Moody’s has downgraded the Government Development Bank (GDB) for Puerto Rico’s notes from Caa1 to Ca, while the state’s guaranteed bonds have also been demoted from Caa1 to Caa2. According to a statement released by the rating firm, $54.8bn has been affected as a result of these actions and Puerto Rico will not have access to markets by June 30.
Despite the GDB unveiling a series of austerity measures in order to improve the prospects of the economy, including drastic public spending cuts amounting to $674m, analysts remain sceptical that the $655.2m bond payment that is due by year-end can be made.
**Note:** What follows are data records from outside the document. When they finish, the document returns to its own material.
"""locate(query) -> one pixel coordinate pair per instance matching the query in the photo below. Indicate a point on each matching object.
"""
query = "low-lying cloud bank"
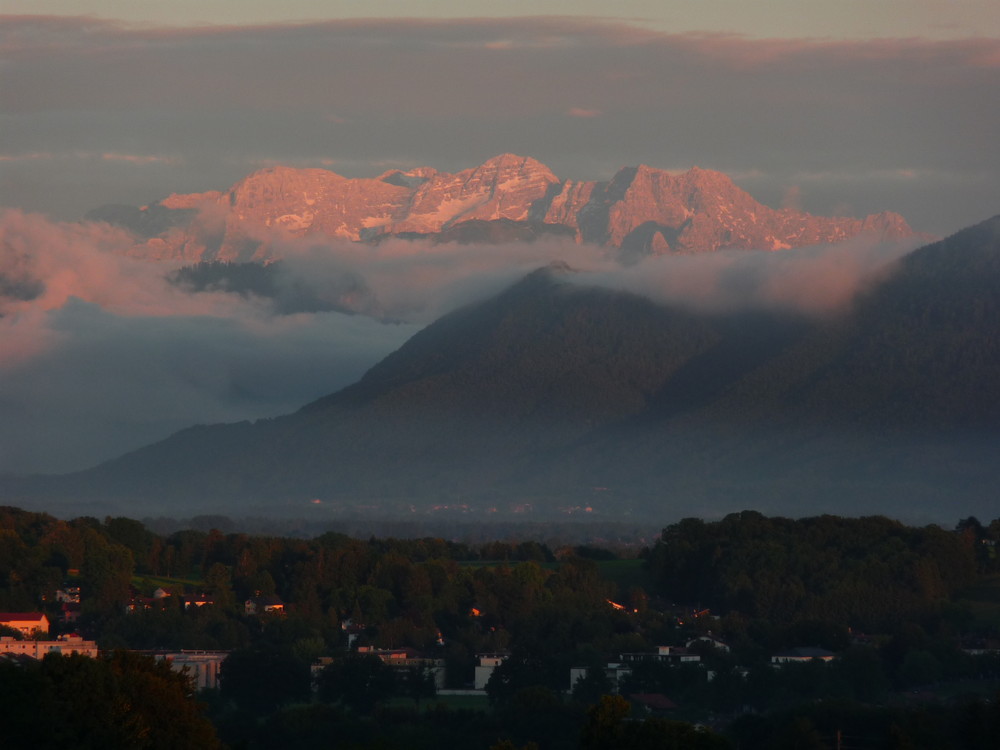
(100, 353)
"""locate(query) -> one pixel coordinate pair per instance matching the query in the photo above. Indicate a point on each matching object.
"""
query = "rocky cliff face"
(641, 210)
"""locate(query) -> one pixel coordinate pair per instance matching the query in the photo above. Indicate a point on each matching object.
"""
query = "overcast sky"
(853, 106)
(857, 106)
Governor Alejandro Garcia Padilla is also trying to implement a tax hike in order to recover a hedge fund deal for $3bn that had recently been rejected– yet many are doubtful that this will improve the Commonwealth’s creditworthiness.
Fraught with debt amounting to $72bn and facing weakened liquidity, Puerto Rico’s economic prospects continue to be plunged further into a downward spiral. According to Moody’s analysts, its chance of default is increasingly probable, making bondholder recovery in the short term unlikely.
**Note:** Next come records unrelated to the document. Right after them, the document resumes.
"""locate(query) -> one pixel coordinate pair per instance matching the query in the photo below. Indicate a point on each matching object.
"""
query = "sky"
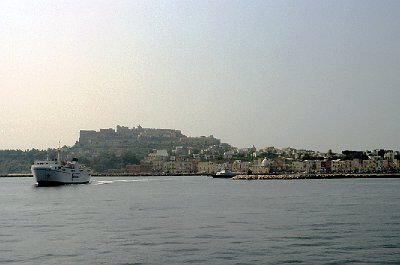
(306, 74)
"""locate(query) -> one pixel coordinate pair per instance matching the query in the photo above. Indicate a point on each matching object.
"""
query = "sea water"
(200, 220)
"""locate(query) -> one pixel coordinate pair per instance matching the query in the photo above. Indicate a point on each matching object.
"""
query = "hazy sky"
(307, 74)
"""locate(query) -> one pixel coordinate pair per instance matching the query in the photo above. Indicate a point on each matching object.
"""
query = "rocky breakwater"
(313, 176)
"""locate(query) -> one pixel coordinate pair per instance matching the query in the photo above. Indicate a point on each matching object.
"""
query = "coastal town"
(207, 155)
(150, 151)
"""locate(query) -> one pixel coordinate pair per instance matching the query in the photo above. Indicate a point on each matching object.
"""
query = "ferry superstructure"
(54, 172)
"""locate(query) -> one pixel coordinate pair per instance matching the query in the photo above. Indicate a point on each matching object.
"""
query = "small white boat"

“According to recent disclosures, cash resources at the GDB may be fully depleted by the end of August in the absence of market access or emergency actions to preserve cash,” the statement reads. The GDB will have a 53 percent debt-service surge starting July 1 to contend with, and it also faced further liquidity erosion due to upcoming deposit withdrawals by the Commonwealth’s housing administration and electric authority.
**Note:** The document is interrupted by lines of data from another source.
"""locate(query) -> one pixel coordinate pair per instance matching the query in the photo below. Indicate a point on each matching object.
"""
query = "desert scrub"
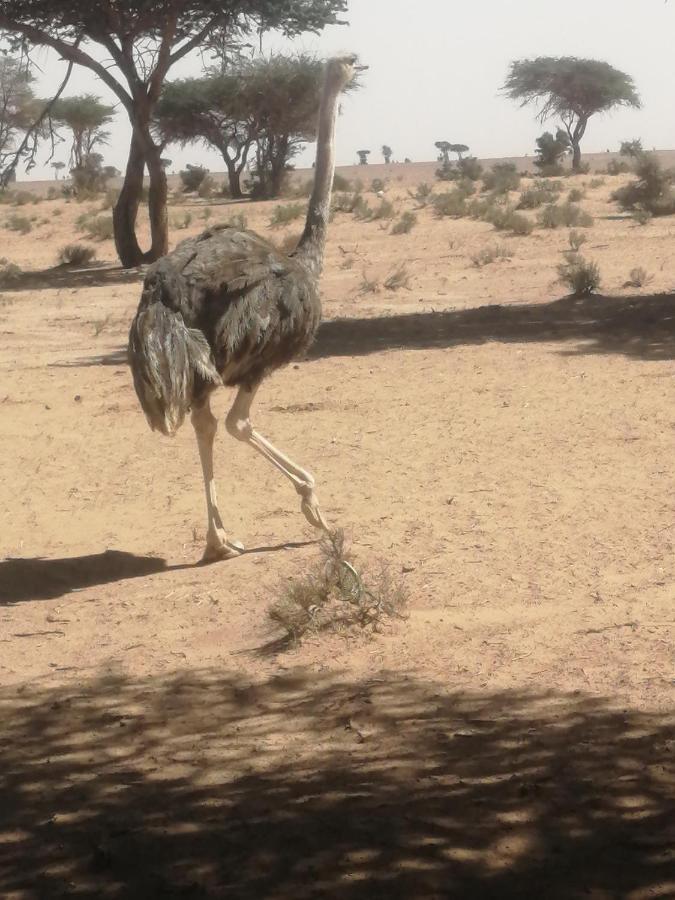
(22, 224)
(502, 178)
(405, 224)
(568, 215)
(10, 273)
(580, 275)
(76, 255)
(285, 213)
(334, 596)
The US territory’s economic problems are deep rooted – not only resulting from the ebb and flow of recession that it has experienced since 2006, but also because of the removal of tax subsidies that had permitted an initial phase of growth and development. The tax break, which had facilitated the proliferation of manufacturing activities in Puerto Rico and subsequently an upsurge in unemployment, started a decade-long withdrawal in 1996. The factories that had popped up across the US commonwealth state thus started disappear and unemployment levels began an upward ascent. Currently, Puerto Rico’s rate of unemployment is around 14 percent, while almost half of the population lives below the federal poverty line.
A major overhaul of Puerto Rico’s economy is needed in order to dig itself out of its current hole – many argue that playing to its strengths as being part of the US can help to alleviate its current fiscal woes. Neglected sectors, such as tourism, could make a significant impact, as can the much-needed improvement of infrastructure. Creating jobs for Puerto Rico’s skilled and educated workforce is another prerequisite for economic recovery – yet at present, seems to be neglected in favour of more tax hits to its citizens.